At home after years, migrants eagerly waiting for Raksha Bandhan amid Covid-19 gloom
Ajay Pal, a migrant labourer who returned from Mumbai to his village in Pratapgarh due to Covid-19 lockdown in early May, is happy.
“This Raksha Bandhan, it will be exactly 12 years since my sister tied rakhi on my wrist. All these years I had been away,” said Pal, who is eagerly waiting for Raksha Bandhan.
Pal, who worked as a mechanic in Mumbai, is using this time to meet the members of his extended family and relatives and replenish the old ties which he overlooked while working in Mumbai.
“I left home when I was 18. That was the last time I got rakhi tied by my sister. I have got this opportunity again this time,” said Pal.

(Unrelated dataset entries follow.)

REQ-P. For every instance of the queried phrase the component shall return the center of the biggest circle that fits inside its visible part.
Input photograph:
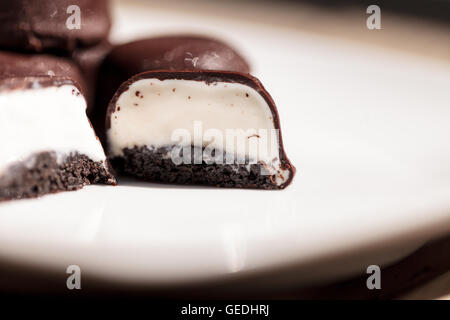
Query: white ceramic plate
(367, 130)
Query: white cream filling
(157, 113)
(45, 119)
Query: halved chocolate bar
(177, 52)
(197, 127)
(46, 141)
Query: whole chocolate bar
(47, 143)
(49, 25)
(213, 128)
(181, 52)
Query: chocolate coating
(210, 77)
(19, 71)
(176, 53)
(40, 25)
(183, 52)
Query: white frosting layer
(157, 113)
(45, 119)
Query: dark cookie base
(154, 166)
(45, 176)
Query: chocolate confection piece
(185, 52)
(49, 25)
(197, 127)
(47, 143)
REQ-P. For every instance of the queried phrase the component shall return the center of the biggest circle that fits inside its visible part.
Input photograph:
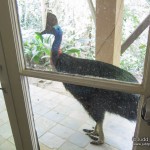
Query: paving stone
(44, 147)
(42, 125)
(62, 131)
(51, 140)
(63, 109)
(7, 146)
(11, 139)
(72, 123)
(69, 146)
(54, 116)
(79, 139)
(40, 109)
(100, 147)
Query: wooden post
(108, 30)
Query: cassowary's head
(57, 32)
(55, 50)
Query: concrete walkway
(59, 121)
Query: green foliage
(73, 51)
(37, 50)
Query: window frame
(67, 78)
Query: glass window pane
(60, 118)
(6, 137)
(79, 36)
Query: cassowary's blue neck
(57, 32)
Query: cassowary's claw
(87, 130)
(98, 142)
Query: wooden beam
(108, 30)
(135, 34)
(92, 10)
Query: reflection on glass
(61, 118)
(6, 137)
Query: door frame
(16, 69)
(16, 93)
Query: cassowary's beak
(50, 22)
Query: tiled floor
(60, 120)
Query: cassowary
(94, 100)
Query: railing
(133, 36)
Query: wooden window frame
(67, 78)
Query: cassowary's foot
(98, 142)
(87, 130)
(93, 137)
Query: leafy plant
(37, 50)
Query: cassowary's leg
(99, 132)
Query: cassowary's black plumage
(98, 101)
(95, 101)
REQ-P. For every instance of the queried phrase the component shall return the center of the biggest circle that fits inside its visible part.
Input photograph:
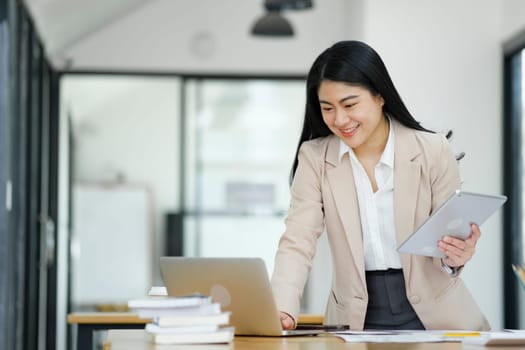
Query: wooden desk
(89, 322)
(138, 340)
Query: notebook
(240, 285)
(451, 218)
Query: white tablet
(453, 218)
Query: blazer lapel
(407, 172)
(341, 180)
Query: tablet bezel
(453, 218)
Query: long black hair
(355, 63)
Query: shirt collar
(387, 157)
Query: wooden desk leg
(85, 336)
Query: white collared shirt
(377, 209)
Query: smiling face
(354, 115)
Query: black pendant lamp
(273, 23)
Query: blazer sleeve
(304, 225)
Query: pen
(462, 334)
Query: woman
(369, 174)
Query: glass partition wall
(153, 157)
(241, 137)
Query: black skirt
(388, 306)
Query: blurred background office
(133, 129)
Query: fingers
(458, 252)
(287, 321)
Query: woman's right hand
(287, 321)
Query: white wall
(168, 35)
(125, 131)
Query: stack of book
(191, 319)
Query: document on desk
(498, 338)
(404, 336)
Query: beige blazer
(324, 196)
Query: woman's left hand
(457, 251)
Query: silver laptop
(241, 285)
(452, 218)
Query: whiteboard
(112, 244)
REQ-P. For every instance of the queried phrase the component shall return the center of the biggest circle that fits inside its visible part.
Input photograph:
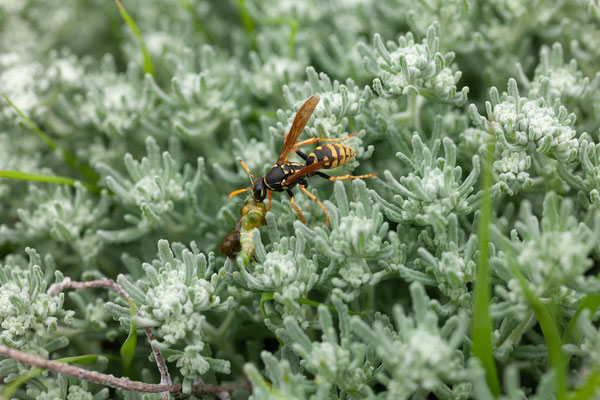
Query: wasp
(285, 174)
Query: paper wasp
(285, 175)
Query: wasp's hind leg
(313, 197)
(295, 207)
(317, 140)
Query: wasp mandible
(285, 175)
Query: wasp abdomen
(332, 155)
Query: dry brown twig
(164, 388)
(112, 381)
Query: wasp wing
(298, 125)
(307, 169)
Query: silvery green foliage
(228, 80)
(552, 252)
(63, 215)
(537, 124)
(419, 355)
(27, 313)
(157, 192)
(202, 94)
(336, 113)
(355, 240)
(450, 266)
(410, 68)
(334, 361)
(565, 80)
(433, 190)
(590, 346)
(284, 270)
(180, 286)
(282, 382)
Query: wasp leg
(313, 197)
(295, 207)
(316, 140)
(248, 171)
(344, 177)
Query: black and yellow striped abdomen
(332, 155)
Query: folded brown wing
(298, 125)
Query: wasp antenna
(239, 191)
(248, 171)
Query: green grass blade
(313, 303)
(25, 176)
(590, 388)
(45, 138)
(556, 358)
(247, 22)
(590, 302)
(482, 321)
(129, 346)
(266, 296)
(12, 387)
(69, 158)
(148, 68)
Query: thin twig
(56, 288)
(112, 381)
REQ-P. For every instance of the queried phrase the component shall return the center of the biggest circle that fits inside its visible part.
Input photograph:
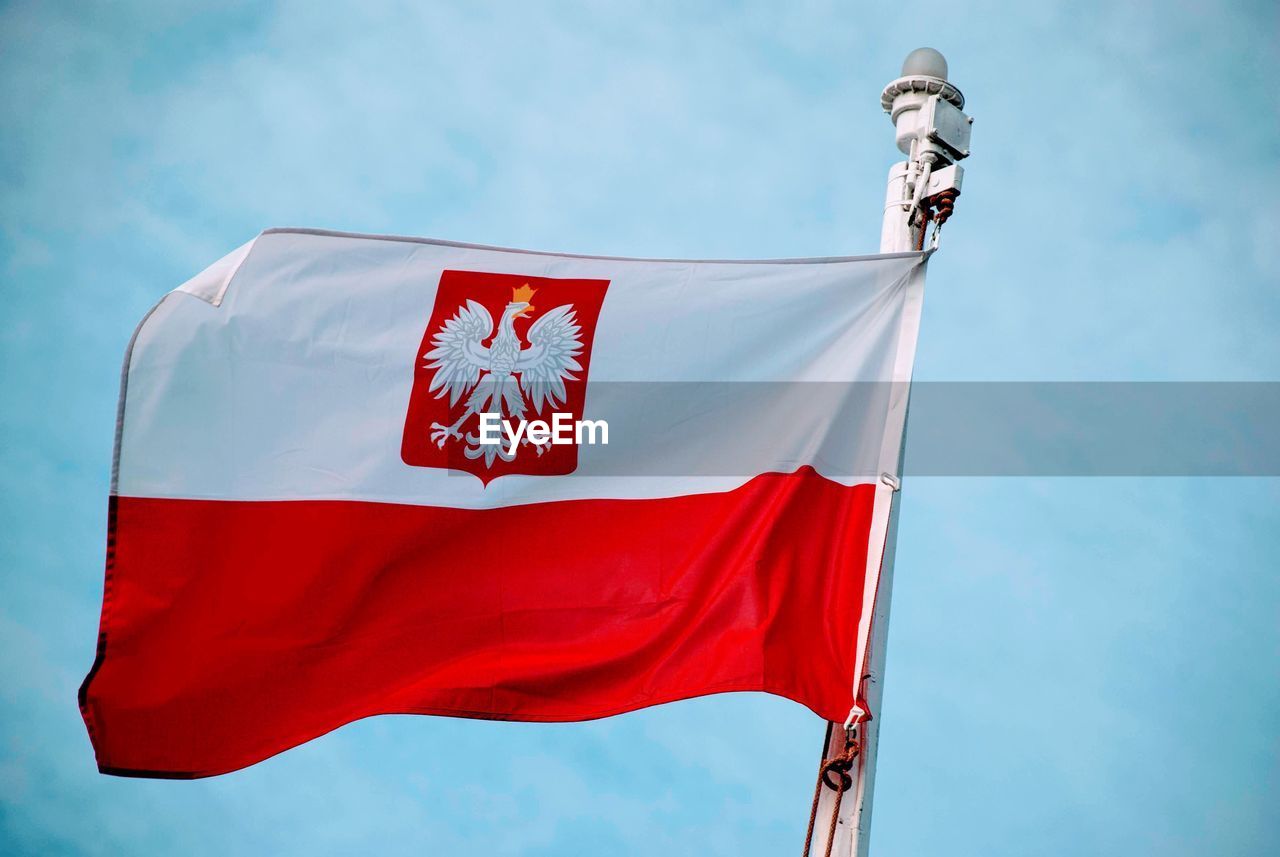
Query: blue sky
(1075, 665)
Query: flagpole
(933, 133)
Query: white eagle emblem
(502, 376)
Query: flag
(365, 475)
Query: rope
(833, 773)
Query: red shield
(476, 353)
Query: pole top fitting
(924, 72)
(924, 62)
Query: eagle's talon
(442, 434)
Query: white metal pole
(933, 133)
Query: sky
(1075, 665)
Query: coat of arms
(528, 365)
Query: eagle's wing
(456, 352)
(554, 340)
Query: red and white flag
(336, 496)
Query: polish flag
(689, 493)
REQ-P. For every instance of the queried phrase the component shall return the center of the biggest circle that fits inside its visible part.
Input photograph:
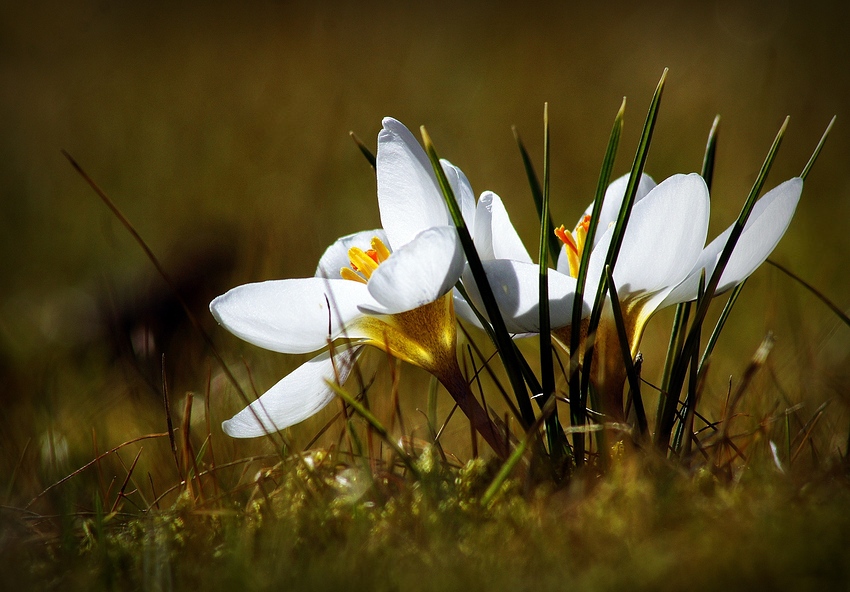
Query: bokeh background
(221, 131)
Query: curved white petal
(409, 197)
(664, 236)
(335, 256)
(463, 310)
(299, 395)
(494, 235)
(614, 195)
(290, 316)
(462, 190)
(765, 227)
(516, 288)
(418, 273)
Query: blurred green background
(221, 131)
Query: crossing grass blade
(502, 338)
(665, 427)
(578, 415)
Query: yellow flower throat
(574, 242)
(364, 263)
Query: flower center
(364, 263)
(574, 242)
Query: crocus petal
(409, 197)
(516, 288)
(299, 395)
(462, 191)
(418, 273)
(614, 200)
(664, 237)
(494, 235)
(336, 255)
(765, 227)
(290, 316)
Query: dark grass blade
(554, 436)
(365, 151)
(678, 376)
(537, 195)
(631, 373)
(276, 440)
(577, 402)
(680, 320)
(620, 227)
(818, 148)
(501, 336)
(685, 426)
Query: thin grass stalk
(807, 169)
(503, 340)
(634, 379)
(686, 421)
(678, 377)
(674, 348)
(365, 151)
(196, 325)
(620, 227)
(376, 425)
(680, 320)
(517, 454)
(578, 415)
(537, 195)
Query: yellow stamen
(380, 249)
(349, 274)
(360, 261)
(364, 263)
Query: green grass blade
(557, 446)
(502, 338)
(537, 195)
(577, 404)
(677, 380)
(818, 148)
(634, 380)
(622, 220)
(376, 425)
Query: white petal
(418, 273)
(494, 235)
(409, 197)
(462, 190)
(765, 227)
(664, 236)
(516, 287)
(300, 395)
(614, 199)
(290, 316)
(336, 255)
(463, 310)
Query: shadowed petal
(614, 199)
(494, 235)
(765, 227)
(409, 197)
(516, 288)
(336, 255)
(299, 395)
(462, 190)
(290, 316)
(664, 236)
(418, 273)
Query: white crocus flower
(390, 288)
(660, 261)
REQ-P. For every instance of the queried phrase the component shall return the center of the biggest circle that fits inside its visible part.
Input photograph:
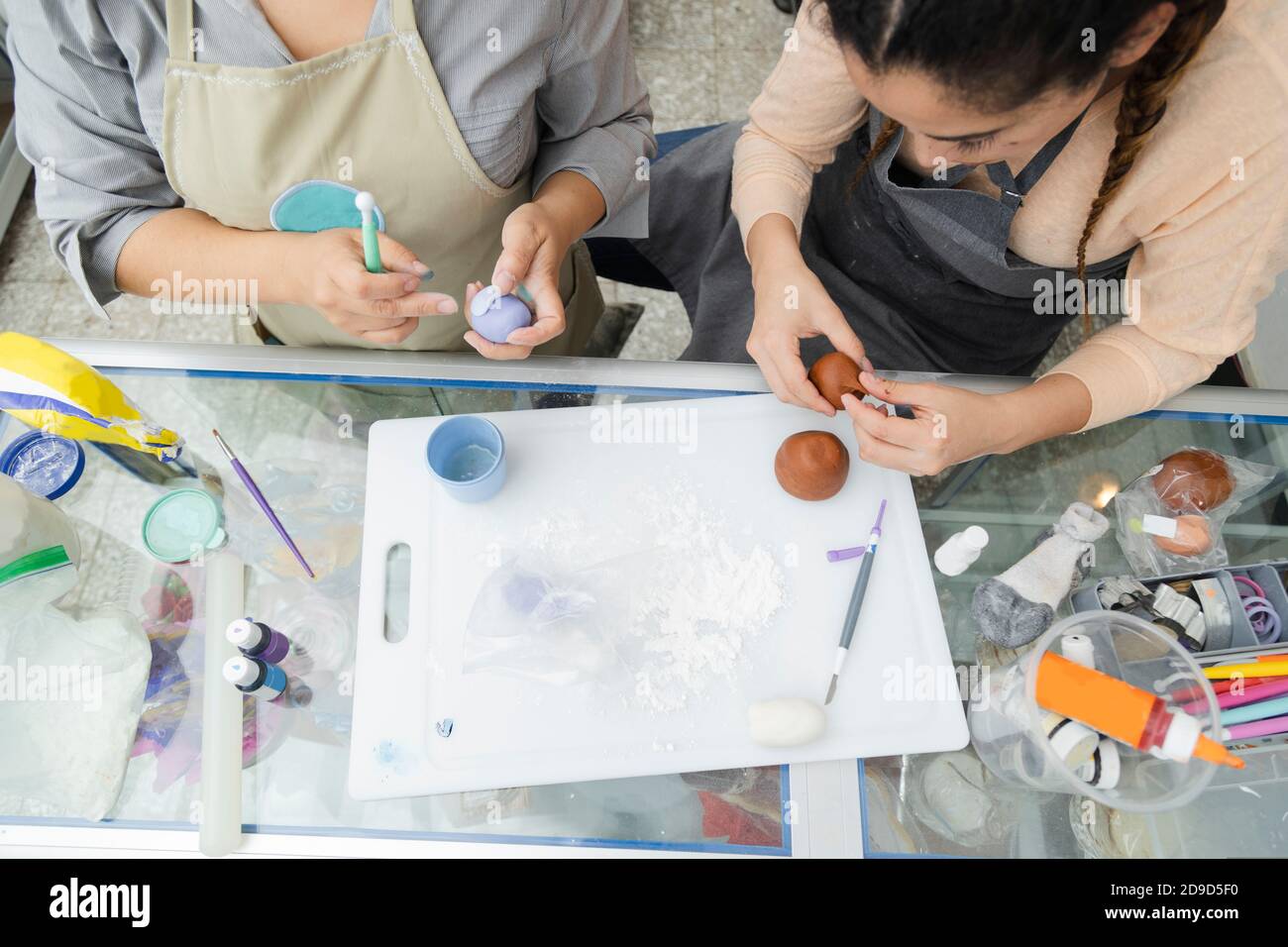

He is third born among four children. Pal is two years younger to Rupa, the only sister among three brothers. Rupa was married two years after Pal left for Mumbai in search of work. He met Rupa on several occasions in the meantime, but never on Raksha Bandhan.
“I use to visit my village only during Diwali or Holi. I use to speak to my sister on phone on rakhi but never thought of visiting her on the day. I think I should have come every year just for few days around rakhi, after all she is our only sister,” said Pal.
As the day gets closer, Pal has started keeping a close watch on the notices of lockdown issued by the government.
“The house of my sister is some 15 kilometres away from here. It will be difficult for me if lockdown is declared due to rising Covid-19 cases. In that case I will have to think of some other way but I have made up my mind to meet my sister on rakhi which is on August 3 this year,” asserted Ajay adding that his younger brother will also accompany him.
Another migrant worker, Dinesh Verma, 36, in Prayagraj district is also looking forward to meeting his sisters on Raksha Bandhan.
“I will meet my sisters after five years on this Raksha Bandhan day. Though they used to post me rakhi every year, getting it tied by them will be special,” Verma said.
Both his sisters, Divya and Madhuri, are married in the same district some 20 kilometres away from his house. Verma has asked his wife to prepare some sweets at home which he would take as a gift to their house on rakhi.
“I use to send money for my sisters on rakhi in the past years but don’t have much to give this time. My wife will prepare something that I will take along with me,” said Verma, who worked as a waiter in a restaurant in Nagpur before Covid-19 pandemic hit.
He lost his job and returned home on one of the Shramik special trains. He now helps his father on the farms. “Like me there are many migrant workers who will meet their sisters after a long time on this festival, which has come as a brief glimmer in these gloomy times,” said Verma.